If you use the software, please consider citing scikit-learn.

This page

Demo of DBSCAN clustering algorithm

Finds core samples of high density and expands clusters from them.

../../_images/plot_dbscan_1.png

Script output:

Estimated number of clusters: 3
Homogeneity: 0.942
Completeness: 0.815
V-measure: 0.874
Adjusted Rand Index: 0.900
Adjusted Mutual Information: 0.815
Silhouette Coefficient: 0.577

Python source code: plot_dbscan.py

print __doc__

import numpy as np
from scipy.spatial import distance
from sklearn.cluster import DBSCAN
from sklearn import metrics
from sklearn.datasets.samples_generator import make_blobs


##############################################################################
# Generate sample data
centers = [[1, 1], [-1, -1], [1, -1]]
X, labels_true = make_blobs(n_samples=750, centers=centers, cluster_std=0.4)

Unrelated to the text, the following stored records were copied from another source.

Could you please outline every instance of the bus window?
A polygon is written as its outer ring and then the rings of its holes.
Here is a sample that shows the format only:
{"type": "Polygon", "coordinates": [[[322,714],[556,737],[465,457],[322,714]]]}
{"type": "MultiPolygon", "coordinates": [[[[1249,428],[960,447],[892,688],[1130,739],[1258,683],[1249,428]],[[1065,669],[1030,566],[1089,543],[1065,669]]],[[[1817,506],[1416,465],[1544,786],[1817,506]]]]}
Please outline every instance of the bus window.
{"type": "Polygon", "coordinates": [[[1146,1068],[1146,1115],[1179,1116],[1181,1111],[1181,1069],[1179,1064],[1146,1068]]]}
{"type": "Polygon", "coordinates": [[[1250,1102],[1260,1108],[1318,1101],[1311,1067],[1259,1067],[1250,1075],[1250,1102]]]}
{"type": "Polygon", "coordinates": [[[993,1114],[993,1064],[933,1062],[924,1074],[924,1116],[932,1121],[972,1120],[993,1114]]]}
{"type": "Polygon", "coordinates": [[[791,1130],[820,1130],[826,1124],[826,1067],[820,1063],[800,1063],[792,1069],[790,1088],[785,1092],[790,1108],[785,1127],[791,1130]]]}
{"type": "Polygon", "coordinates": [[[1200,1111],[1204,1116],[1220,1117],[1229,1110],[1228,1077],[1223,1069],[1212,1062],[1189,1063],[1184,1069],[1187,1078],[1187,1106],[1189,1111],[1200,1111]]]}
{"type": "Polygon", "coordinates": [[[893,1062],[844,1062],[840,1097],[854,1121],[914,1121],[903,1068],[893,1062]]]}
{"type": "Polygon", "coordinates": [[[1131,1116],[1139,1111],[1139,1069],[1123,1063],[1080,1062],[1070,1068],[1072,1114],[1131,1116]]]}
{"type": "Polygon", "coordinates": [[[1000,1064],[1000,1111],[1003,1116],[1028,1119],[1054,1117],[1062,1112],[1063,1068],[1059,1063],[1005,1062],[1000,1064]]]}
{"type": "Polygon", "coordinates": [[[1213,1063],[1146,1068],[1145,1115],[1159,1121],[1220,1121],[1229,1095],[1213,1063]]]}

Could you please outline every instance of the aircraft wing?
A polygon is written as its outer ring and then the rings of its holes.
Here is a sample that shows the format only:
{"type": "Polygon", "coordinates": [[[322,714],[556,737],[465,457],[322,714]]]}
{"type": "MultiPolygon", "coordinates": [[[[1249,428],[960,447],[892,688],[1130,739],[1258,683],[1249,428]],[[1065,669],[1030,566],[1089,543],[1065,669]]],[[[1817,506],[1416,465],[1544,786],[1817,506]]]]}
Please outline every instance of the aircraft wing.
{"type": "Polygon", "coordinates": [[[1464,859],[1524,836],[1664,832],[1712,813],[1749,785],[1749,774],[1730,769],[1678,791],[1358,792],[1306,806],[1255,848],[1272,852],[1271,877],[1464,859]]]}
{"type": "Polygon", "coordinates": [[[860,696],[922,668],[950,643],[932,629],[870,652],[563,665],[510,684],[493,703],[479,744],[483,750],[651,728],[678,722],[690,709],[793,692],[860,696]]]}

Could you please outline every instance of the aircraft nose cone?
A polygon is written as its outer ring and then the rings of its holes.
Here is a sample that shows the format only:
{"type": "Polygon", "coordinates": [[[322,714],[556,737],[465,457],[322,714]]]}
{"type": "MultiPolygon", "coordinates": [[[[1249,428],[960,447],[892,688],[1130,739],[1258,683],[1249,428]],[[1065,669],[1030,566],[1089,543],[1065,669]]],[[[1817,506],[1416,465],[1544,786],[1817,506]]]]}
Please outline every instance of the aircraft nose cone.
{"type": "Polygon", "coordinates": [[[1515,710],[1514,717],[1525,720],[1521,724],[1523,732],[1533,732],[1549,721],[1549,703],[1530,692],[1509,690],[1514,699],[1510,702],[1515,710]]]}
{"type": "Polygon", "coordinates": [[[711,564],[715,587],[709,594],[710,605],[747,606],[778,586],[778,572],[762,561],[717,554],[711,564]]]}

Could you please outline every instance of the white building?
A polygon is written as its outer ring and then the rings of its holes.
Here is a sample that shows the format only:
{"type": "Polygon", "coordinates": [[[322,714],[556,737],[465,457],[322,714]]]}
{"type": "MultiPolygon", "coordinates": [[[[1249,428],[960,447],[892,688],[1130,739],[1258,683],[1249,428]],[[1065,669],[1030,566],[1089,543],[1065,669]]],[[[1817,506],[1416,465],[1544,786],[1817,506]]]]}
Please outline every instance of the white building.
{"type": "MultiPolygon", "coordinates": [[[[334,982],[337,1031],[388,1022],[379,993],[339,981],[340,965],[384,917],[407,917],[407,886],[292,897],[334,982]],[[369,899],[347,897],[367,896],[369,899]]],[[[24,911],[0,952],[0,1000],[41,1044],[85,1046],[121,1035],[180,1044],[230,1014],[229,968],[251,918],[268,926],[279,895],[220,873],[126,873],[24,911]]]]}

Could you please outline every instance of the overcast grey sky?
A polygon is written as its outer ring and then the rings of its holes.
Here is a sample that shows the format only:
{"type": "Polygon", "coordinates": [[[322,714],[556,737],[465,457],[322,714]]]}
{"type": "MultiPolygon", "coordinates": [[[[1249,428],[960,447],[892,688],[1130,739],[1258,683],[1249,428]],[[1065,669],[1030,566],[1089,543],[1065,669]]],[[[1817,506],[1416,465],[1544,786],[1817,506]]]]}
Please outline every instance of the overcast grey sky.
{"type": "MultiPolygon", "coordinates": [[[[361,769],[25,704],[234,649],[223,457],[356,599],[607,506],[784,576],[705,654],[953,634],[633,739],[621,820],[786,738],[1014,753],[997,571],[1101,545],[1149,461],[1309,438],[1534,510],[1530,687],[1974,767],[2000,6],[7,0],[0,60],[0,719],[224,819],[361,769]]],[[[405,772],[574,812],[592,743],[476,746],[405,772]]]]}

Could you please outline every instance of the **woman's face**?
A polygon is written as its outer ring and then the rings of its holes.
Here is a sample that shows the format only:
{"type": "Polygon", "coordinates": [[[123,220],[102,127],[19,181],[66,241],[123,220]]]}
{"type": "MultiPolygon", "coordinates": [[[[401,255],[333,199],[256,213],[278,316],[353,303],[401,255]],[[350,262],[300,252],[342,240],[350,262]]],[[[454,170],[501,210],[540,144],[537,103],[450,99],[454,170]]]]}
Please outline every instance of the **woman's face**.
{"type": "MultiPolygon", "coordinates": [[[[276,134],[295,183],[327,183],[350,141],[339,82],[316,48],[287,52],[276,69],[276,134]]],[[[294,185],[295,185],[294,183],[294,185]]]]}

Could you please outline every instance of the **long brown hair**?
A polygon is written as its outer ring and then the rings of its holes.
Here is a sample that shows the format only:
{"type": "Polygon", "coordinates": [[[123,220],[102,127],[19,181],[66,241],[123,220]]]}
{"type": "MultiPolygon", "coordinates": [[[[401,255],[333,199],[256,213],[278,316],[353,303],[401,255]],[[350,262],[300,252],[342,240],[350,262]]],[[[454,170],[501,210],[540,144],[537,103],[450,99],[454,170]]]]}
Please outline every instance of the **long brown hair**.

##############################################################################
# Compute similarities
D = distance.squareform(distance.pdist(X))
S = 1 - (D / np.max(D))

##############################################################################
# Compute DBSCAN
db = DBSCAN().fit(S, eps=0.95, min_samples=10)
core_samples = db.core_sample_indices_
labels = db.labels_

# Number of clusters in labels, ignoring noise if present.
n_clusters_ = len(set(labels)) - (1 if -1 in labels else 0)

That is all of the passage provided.